Concept

Bill of materials

Summary
A bill of materials or product structure (sometimes bill of material, BOM or associated list) is a list of the raw materials, sub-assemblies, intermediate assemblies, sub-components, parts, and the quantities of each needed to manufacture an end product. A BOM may be used for communication between manufacturing partners or confined to a single manufacturing plant. A bill of materials is often tied to a production order whose issuance may generate reservations for components in the bill of materials that are in stock and requisitions for components that are not in stock. There are two types of bill materials. A BOM can define products as they are designed (engineering bill of materials), as they are ordered (sales bill of materials), as they are built (manufacturing bill of materials), or as they are maintained (service bill of materials).
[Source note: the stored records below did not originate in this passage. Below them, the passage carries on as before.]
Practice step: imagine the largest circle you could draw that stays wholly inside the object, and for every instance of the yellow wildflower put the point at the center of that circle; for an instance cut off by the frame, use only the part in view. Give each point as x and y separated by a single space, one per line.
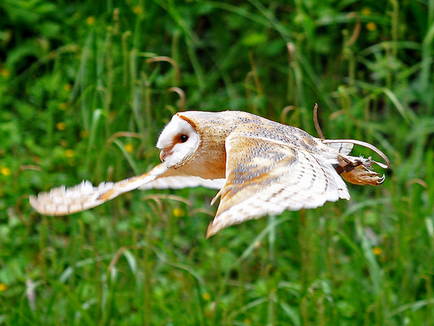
5 73
129 148
377 251
5 171
371 26
90 20
366 11
137 10
69 153
178 212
The different types depend on the business need and use for which they are intended. In process industries, the BOM is also known as the formula, recipe, or ingredients list. The phrase "bill of material" (or "BOM") is frequently used by engineers attributively to refer not to the literal bill, but to the current production configuration of a product, to distinguish it from modified or improved versions under study or in test. Sometimes the term "pseudo-bill of materials" or "pseudo-BOM" is used to refer to a more flexible or simplified version. Often a place-holder part number is used to represent a group of related (usually standard) parts that have common attributes and are interchangeable in the context of this BOM. In electronics, the BOM represents the list of components used on the printed wiring board or printed circuit board. Once the design of the circuit is completed, the BOM list is passed on to the PCB layout engineer as well as the component engineer who will procure the components required for the design. BOMs are of hierarchical nature, with the top level representing the finished product which may be a sub-assembly or a completed item.